Forever 21 they sure took me in with there sizes.
There 3x has to be a regular meduim. And the return process is horrible.
I Hear you and SEE you
Outstanding Chris!!!
The 4x = a size 20 thing drives me crazy every time. And then what’s bad is you click on it once, find out you can’t buy anything and then they are in your feeds forever. I wrote to a company once and said how can you say you fit every body when you don’t fit mine? I got the usual response about hoping to expand sizes.
MeUndies is one that drives me nuts. They go up to 4XL but, at a US size 22, I’m too big for that.
As a start up brand relying on POD, I’m having a really difficult time finding truly size inclusive clothing items that aren’t just leggings or t-shirts. I’ve found some lovely dresses that go up to a size 6x. I haven’t found someone to try the 6x for me yet but the 2x is true to size. I’m trying really hard to be size inclusive but it’s super, super frustrating. So many of the POD brands stop at 3x IF that and call it a day.
I’m trying but some days it feels like I’m ‘curve washing’ when my intent is NOT to do that. I really need to find more plus size influencers to help me show off some of what I do have. I’m definitely not giving up my quest. I will keep looking, and keep hounding the POD companies I do work with, to be more size inclusive.

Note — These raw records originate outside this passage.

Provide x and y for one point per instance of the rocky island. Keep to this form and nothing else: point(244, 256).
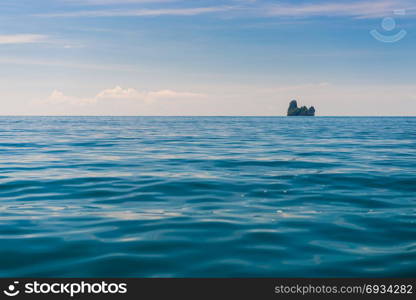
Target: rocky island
point(294, 110)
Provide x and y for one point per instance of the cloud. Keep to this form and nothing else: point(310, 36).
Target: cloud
point(118, 93)
point(333, 9)
point(22, 38)
point(112, 2)
point(141, 12)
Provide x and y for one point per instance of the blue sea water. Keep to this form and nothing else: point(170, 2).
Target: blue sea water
point(207, 197)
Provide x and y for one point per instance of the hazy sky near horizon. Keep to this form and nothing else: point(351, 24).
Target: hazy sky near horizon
point(199, 57)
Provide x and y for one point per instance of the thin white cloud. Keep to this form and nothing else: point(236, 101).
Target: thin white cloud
point(114, 2)
point(333, 9)
point(22, 38)
point(118, 93)
point(141, 12)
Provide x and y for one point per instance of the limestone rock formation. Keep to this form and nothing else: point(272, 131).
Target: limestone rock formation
point(294, 110)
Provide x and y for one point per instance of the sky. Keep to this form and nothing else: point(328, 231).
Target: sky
point(199, 57)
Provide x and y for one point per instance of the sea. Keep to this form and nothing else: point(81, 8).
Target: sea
point(207, 197)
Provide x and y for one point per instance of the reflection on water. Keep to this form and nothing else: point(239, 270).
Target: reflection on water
point(207, 197)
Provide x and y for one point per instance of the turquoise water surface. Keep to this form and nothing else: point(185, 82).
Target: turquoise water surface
point(207, 197)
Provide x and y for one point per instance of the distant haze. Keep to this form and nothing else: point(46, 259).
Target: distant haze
point(173, 57)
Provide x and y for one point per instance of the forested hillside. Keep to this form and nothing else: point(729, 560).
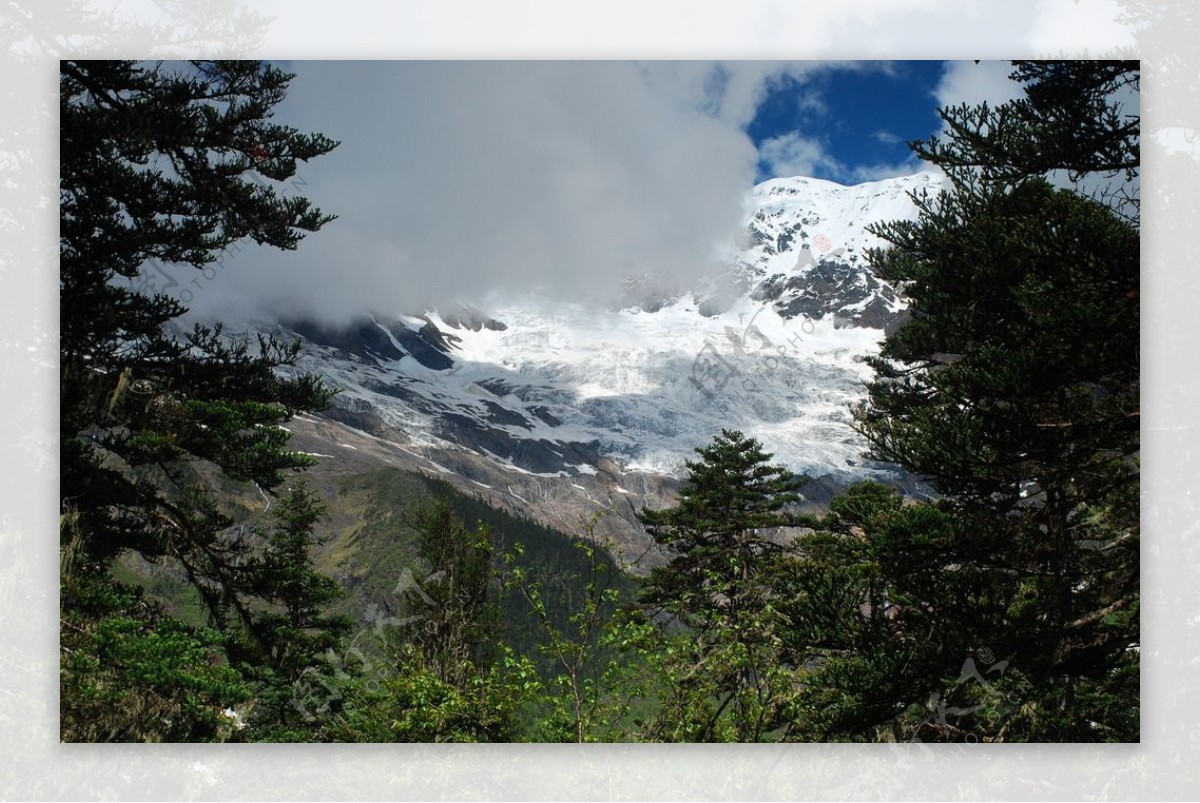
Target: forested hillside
point(216, 587)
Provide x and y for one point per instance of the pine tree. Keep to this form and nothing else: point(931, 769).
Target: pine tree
point(1015, 389)
point(719, 586)
point(173, 165)
point(293, 636)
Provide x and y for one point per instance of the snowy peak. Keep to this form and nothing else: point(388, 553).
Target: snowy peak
point(807, 240)
point(557, 406)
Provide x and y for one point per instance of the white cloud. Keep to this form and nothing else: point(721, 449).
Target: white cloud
point(971, 83)
point(460, 178)
point(793, 154)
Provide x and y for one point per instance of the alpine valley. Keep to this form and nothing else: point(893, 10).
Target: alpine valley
point(559, 412)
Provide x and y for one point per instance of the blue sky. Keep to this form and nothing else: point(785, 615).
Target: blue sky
point(567, 175)
point(862, 115)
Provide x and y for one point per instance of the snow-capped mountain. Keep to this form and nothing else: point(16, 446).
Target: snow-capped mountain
point(564, 409)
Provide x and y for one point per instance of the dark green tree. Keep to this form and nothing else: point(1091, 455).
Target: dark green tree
point(171, 163)
point(293, 636)
point(719, 586)
point(1014, 387)
point(448, 678)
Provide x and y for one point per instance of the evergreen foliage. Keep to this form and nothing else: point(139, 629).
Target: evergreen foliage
point(157, 163)
point(1014, 388)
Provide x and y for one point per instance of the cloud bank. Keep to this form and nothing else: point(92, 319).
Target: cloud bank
point(454, 179)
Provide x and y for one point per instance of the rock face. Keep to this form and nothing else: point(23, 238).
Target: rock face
point(562, 411)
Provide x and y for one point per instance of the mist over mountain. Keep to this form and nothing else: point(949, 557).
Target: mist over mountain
point(565, 409)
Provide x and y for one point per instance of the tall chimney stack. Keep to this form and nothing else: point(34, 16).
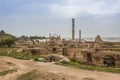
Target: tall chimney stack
point(79, 35)
point(73, 28)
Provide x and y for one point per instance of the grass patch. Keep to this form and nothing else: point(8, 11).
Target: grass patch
point(9, 63)
point(8, 71)
point(90, 67)
point(28, 76)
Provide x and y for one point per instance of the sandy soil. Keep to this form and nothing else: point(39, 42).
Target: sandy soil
point(48, 71)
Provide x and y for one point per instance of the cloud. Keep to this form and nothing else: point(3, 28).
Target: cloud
point(72, 8)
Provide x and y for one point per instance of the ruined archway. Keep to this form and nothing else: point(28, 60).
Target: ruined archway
point(54, 50)
point(89, 58)
point(109, 61)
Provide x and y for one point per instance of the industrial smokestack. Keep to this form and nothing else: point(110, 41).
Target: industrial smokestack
point(73, 28)
point(79, 35)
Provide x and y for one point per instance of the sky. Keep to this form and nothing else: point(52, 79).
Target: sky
point(41, 17)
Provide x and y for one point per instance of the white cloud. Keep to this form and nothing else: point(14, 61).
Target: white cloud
point(72, 8)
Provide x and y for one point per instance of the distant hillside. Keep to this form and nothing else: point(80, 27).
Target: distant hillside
point(6, 40)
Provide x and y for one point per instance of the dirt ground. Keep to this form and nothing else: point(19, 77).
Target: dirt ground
point(30, 70)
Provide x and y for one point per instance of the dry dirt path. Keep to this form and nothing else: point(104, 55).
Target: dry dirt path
point(60, 72)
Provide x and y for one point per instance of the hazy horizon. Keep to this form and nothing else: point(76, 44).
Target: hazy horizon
point(41, 17)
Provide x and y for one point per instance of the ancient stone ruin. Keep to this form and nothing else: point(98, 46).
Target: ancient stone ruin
point(97, 52)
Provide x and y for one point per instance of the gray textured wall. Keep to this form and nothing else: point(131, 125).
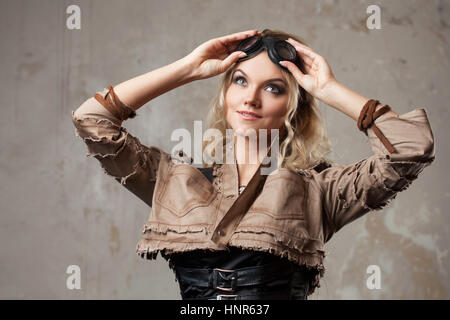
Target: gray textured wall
point(58, 208)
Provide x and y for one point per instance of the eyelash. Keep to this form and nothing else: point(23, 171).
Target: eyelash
point(280, 90)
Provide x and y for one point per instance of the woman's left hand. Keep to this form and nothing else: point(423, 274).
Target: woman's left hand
point(318, 77)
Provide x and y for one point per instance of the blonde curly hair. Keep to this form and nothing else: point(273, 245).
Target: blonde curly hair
point(304, 142)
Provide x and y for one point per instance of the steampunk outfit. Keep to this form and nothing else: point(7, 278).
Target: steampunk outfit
point(284, 230)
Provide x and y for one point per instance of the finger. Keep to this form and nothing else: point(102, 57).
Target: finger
point(294, 70)
point(296, 43)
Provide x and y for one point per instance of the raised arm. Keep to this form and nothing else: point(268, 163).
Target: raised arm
point(403, 145)
point(98, 121)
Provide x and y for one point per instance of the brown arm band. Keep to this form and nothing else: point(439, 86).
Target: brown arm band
point(366, 120)
point(112, 103)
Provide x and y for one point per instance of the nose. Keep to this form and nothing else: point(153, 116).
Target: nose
point(252, 99)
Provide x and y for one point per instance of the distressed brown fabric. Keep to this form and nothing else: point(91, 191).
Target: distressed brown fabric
point(296, 212)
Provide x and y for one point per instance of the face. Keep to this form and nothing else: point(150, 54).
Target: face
point(254, 89)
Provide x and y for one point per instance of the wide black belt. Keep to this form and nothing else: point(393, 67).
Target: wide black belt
point(229, 280)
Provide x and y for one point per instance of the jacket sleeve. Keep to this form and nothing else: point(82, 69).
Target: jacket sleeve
point(120, 154)
point(350, 191)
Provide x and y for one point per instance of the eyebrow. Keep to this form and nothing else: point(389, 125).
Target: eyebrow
point(270, 80)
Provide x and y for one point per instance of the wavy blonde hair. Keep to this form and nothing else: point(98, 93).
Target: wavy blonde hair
point(304, 143)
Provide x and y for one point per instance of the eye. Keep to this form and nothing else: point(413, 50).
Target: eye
point(277, 92)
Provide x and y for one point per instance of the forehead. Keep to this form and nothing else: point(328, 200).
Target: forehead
point(260, 67)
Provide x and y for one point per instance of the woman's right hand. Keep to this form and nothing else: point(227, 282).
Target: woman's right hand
point(216, 55)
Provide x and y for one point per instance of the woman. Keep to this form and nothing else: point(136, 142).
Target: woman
point(232, 232)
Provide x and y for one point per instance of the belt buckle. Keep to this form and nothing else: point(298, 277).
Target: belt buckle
point(226, 296)
point(216, 272)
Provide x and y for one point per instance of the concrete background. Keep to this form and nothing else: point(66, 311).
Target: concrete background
point(58, 208)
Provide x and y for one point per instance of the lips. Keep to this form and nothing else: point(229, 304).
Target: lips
point(249, 115)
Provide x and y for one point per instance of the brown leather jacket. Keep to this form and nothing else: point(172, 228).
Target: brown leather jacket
point(293, 216)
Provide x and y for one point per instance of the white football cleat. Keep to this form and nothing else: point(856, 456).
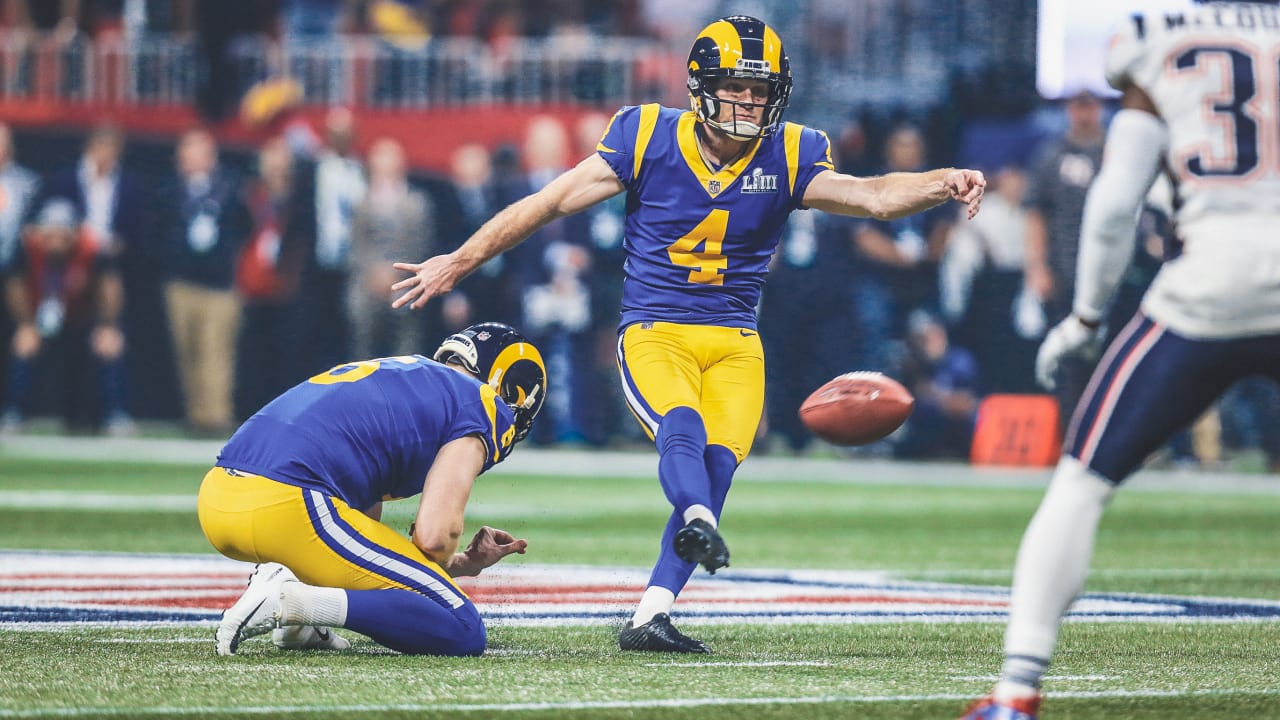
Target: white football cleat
point(307, 637)
point(257, 610)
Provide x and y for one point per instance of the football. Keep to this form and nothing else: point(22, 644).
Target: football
point(856, 408)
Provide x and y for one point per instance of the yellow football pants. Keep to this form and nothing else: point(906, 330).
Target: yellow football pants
point(717, 372)
point(319, 537)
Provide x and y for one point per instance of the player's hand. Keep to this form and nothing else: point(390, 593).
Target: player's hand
point(967, 186)
point(1069, 337)
point(488, 546)
point(430, 278)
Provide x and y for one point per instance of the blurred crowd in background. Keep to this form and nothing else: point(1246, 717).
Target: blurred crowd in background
point(187, 279)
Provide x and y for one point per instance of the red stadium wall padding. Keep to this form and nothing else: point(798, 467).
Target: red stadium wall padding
point(429, 136)
point(1016, 429)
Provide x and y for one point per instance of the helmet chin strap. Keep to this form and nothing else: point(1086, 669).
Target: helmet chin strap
point(737, 130)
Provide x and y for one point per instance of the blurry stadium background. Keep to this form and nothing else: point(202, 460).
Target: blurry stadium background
point(480, 101)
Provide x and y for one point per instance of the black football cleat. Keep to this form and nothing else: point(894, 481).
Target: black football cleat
point(700, 542)
point(658, 636)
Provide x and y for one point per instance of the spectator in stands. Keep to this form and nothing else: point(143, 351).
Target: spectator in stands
point(106, 195)
point(339, 185)
point(266, 278)
point(897, 261)
point(204, 224)
point(489, 292)
point(18, 186)
point(392, 222)
point(944, 378)
point(983, 291)
point(60, 18)
point(65, 296)
point(1055, 203)
point(113, 201)
point(554, 267)
point(602, 402)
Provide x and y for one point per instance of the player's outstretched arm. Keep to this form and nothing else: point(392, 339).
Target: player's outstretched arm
point(487, 547)
point(895, 195)
point(574, 191)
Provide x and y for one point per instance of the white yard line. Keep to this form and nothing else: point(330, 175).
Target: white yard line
point(598, 705)
point(72, 500)
point(744, 664)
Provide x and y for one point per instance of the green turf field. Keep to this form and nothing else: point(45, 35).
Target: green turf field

I hate curve-washing so much! I didn’t know that there was a name for it, so thank you for giving me a great new term to add to my arsenal of WHY I HATE THE STANDARD-SIZE FASHION INDUSTRY! 🙂
It was good to see this in print. The mainstream fashion industry has been arrogant for many years. The execs and the designers who make the decisions, by and large, hate the fact the hat they are making large sizes. It is outrageous to claim inclusivity for ALL, and ignore the truly larger customers. I wish that more of them were like Universal Standard.